1. Field of the Invention
This invention relates to an optical splitter that is applied to, for example, a device for splitting a signal light beam in optical communications and the like.
2. Description of the Related Art
For example, in a device for optical integrated circuits used for optical communications, a so-called Y-split waveguide is known as one means for splitting a signal light beam. A splitter capable of asymmetrically splitting optical power at a ratio of 60 to 40 or a ratio of 90 to 10 is also demanded.
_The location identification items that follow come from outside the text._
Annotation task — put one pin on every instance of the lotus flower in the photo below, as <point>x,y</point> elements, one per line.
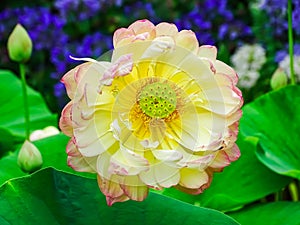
<point>163,112</point>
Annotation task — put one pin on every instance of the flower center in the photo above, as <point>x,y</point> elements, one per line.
<point>157,100</point>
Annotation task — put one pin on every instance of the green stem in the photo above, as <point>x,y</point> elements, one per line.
<point>294,191</point>
<point>291,44</point>
<point>25,100</point>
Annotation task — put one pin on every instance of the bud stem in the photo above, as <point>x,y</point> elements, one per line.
<point>25,100</point>
<point>291,44</point>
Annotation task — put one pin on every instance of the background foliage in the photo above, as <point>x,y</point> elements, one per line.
<point>263,185</point>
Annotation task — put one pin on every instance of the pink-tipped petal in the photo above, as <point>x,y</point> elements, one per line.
<point>77,161</point>
<point>65,121</point>
<point>73,77</point>
<point>187,39</point>
<point>166,29</point>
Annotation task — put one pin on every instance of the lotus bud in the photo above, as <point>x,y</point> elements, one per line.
<point>29,158</point>
<point>19,45</point>
<point>279,79</point>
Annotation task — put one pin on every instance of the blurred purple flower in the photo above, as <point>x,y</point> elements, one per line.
<point>281,54</point>
<point>276,11</point>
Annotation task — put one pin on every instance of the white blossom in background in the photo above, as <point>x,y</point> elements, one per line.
<point>247,61</point>
<point>285,65</point>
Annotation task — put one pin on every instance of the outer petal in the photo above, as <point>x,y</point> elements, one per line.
<point>78,162</point>
<point>208,51</point>
<point>111,190</point>
<point>65,121</point>
<point>193,178</point>
<point>126,162</point>
<point>142,26</point>
<point>224,68</point>
<point>187,39</point>
<point>166,29</point>
<point>134,188</point>
<point>197,190</point>
<point>73,77</point>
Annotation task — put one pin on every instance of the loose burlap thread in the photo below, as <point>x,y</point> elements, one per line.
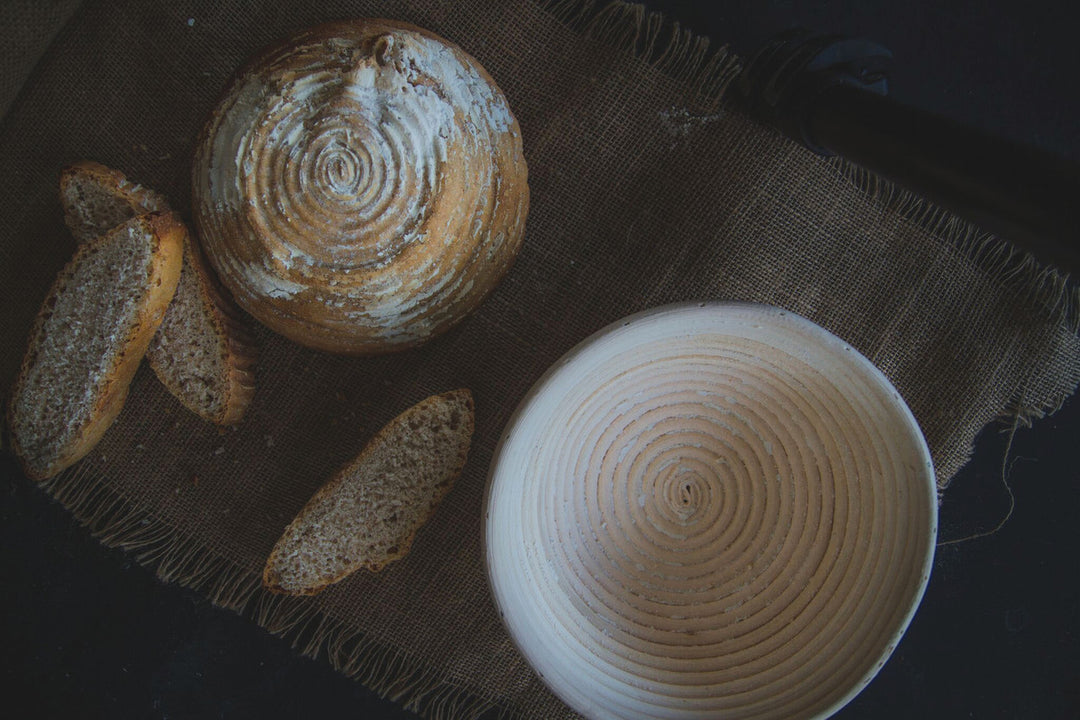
<point>648,187</point>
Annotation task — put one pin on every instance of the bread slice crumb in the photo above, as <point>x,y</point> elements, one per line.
<point>368,513</point>
<point>89,338</point>
<point>203,352</point>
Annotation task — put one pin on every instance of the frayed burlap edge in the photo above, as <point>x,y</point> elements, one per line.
<point>397,676</point>
<point>174,557</point>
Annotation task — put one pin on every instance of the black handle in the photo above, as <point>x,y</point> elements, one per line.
<point>829,94</point>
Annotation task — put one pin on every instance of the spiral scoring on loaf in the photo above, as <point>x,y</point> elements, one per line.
<point>736,520</point>
<point>361,187</point>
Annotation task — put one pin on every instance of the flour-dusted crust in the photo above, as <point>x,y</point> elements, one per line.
<point>361,187</point>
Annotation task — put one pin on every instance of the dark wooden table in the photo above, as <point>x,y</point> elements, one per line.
<point>88,633</point>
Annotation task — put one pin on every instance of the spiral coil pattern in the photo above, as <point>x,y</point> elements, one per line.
<point>361,187</point>
<point>713,511</point>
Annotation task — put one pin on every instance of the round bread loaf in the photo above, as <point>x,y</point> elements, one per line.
<point>361,187</point>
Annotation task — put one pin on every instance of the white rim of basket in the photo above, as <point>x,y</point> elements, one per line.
<point>872,372</point>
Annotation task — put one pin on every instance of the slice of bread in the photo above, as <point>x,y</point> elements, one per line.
<point>96,199</point>
<point>367,515</point>
<point>89,338</point>
<point>203,353</point>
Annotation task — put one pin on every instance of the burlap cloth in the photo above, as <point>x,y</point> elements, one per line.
<point>647,188</point>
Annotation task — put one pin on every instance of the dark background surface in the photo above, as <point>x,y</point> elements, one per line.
<point>85,632</point>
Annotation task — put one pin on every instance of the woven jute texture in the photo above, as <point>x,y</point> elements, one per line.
<point>648,187</point>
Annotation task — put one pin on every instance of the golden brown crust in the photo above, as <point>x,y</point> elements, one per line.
<point>239,345</point>
<point>163,274</point>
<point>271,575</point>
<point>237,388</point>
<point>337,260</point>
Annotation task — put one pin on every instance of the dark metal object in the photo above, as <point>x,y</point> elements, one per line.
<point>828,93</point>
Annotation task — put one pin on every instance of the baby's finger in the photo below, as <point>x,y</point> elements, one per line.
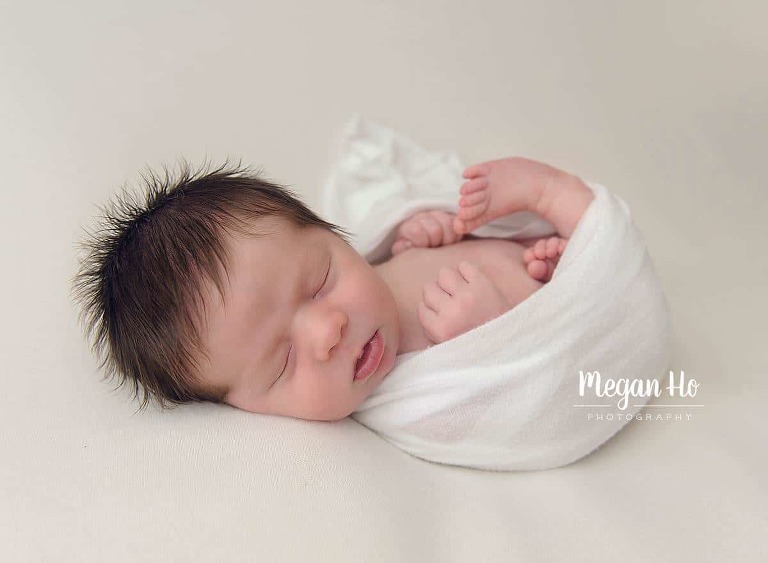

For example, a prior art optical splitter as shown in FIG. 14 has a main waveguide 1, a tapered waveguide 2, and a pair of split waveguides 3 and 4. The widths W3 and W4 of the split waveguides 3 and 4 are caused to differ from each other to allow optical power to be split asymmetrically. The tapered waveguide 2 tapers and expands from the main waveguide 1 toward the split waveguides 3 and 4, i.e., from width W1 to width W2. A split portion end face 5 of width Wg is formed between the split waveguides 3 and 4.
In the prior art optical splitter shown in FIG. 14, the width W2 of the tapered waveguide 2 at the connecting portions of the tapered waveguide 2 and the split waveguides 3 and 4 is equal to the sum of the widths W3 and W4 of the split waveguides 3 and 4 and the width Wg of the split end face 5. In other words, the optical splitter is designed to have the following relationships: W2=(W3+W4+Wg) and W3≠W4.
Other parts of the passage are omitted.